Soon after, he felt it was time to get out of town permanently. “I didnt want to be there for the third one,” Cullity notes with his habitual understatement.
A large man who now walks with a limp, he shrugs off his injury as a minor inconvenience. He doesnt show any bitterness about the attack’s effect on him.
A past relationship had brought Cullity, who grew up in Jersey City, to Red Bank, and hes glad he stayed after it ended. “Ive been here half my life,” says the lifelong bachelor.
Last October, a friend was selling the Internet Café. Cullity got a loan and went into the restaurant business, taking over the airy space at 1 West Front Street with floor-to-ceiling windows, a stage setup in one corner, and a service area a few steps up from the tables on the main floor. One wall is painted with an enormous tropical mural. A large TV is used for video gaming.
“I wanted to keep it going,” says Cullity, seated in the breezeway outside the back door of the café, where a line of tables waits for the lunch crowd.
Despite it’s premier location, the café is easily overlooked, and has an out-of-the-way vibe that lends it an air of refuge, which probably makes it easier for timid would-be performers who flock here. For nearly a decade, this has been the site of an open-mic night, the longest-running such venue in Monmouth County. Today, the Red Bank Music Community sponsors the open mic nights on Sundays.

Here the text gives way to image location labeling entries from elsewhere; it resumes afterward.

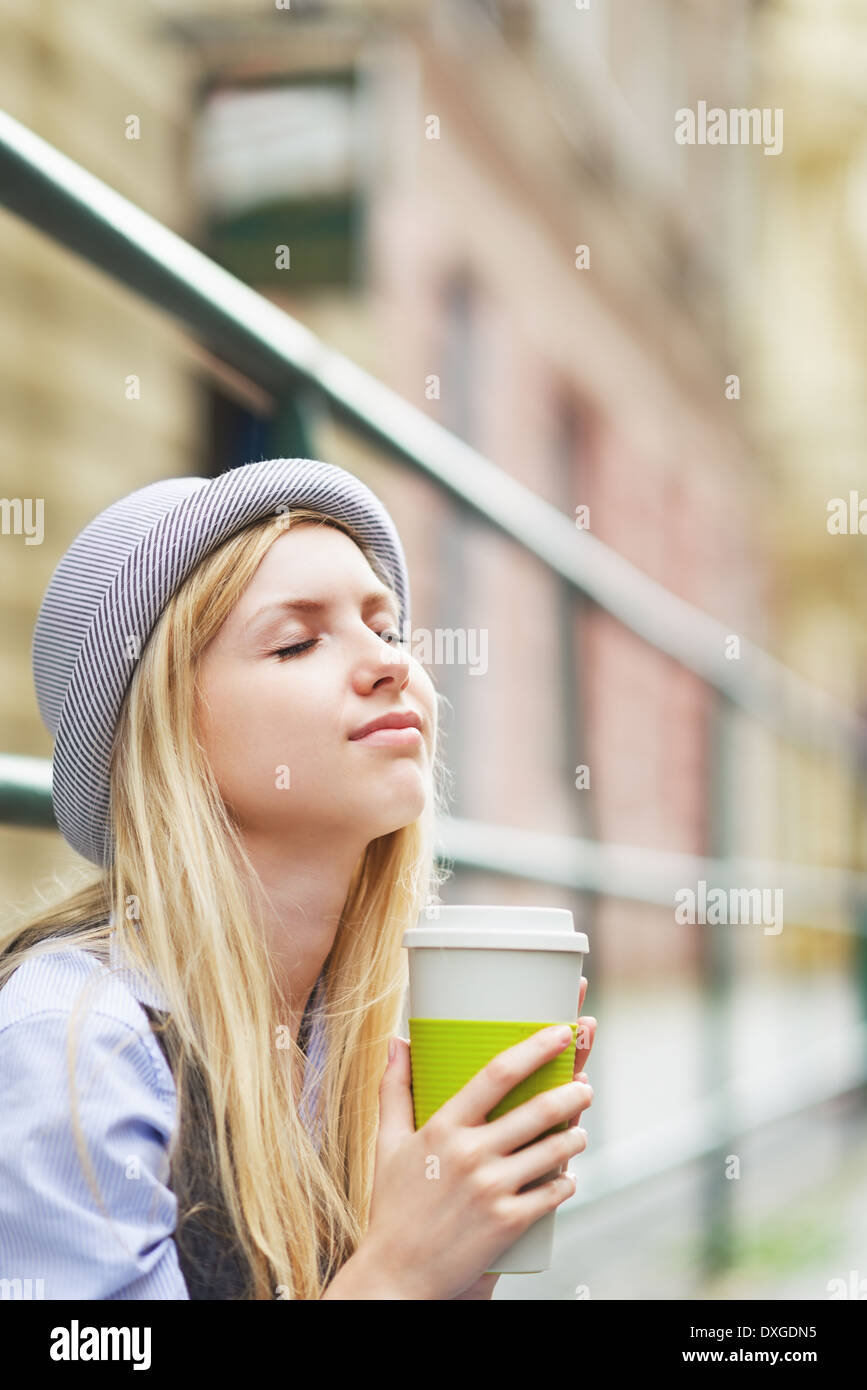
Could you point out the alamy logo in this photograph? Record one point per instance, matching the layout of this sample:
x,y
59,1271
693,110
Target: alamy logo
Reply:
x,y
13,519
22,1289
735,127
730,905
102,1344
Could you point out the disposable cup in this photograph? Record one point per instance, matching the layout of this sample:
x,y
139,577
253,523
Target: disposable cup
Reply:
x,y
482,979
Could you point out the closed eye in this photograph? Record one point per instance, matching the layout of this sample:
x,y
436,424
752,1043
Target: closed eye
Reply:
x,y
285,653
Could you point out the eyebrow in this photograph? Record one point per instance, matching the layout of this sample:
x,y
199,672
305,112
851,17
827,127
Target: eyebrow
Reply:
x,y
275,610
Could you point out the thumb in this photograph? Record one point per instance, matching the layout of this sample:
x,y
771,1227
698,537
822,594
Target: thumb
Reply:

The café does a brisk night-time business with an all-ages crowd that comes for events ranging from acoustic solo music shows to stand-up comedy. Kids also come in after school to do their homework or play computer games.
“I dont want to lose the kids,” he says. “Where else are they going to go?”
Theres also an older breakfast and lunch clientele that Cullity says he needs to cover the rent, because he has no liquor license.
With a highly reliable T1 line that never goes down, the café acts as an emergency server for businesses that need to stay connected. “Every day, somebodys server goes down, and they need to come in,” Cullity says. So his IT background comes in handy, as does his experience in putting shows together and doing sound for live performances.
Cullity laughs easily and seems focused on the future as he talk about making his new venture an asset to the town.
“Its a very tough place to turn around,” he says. “But even on a bad day, its better than getting on a boat and going to New York.”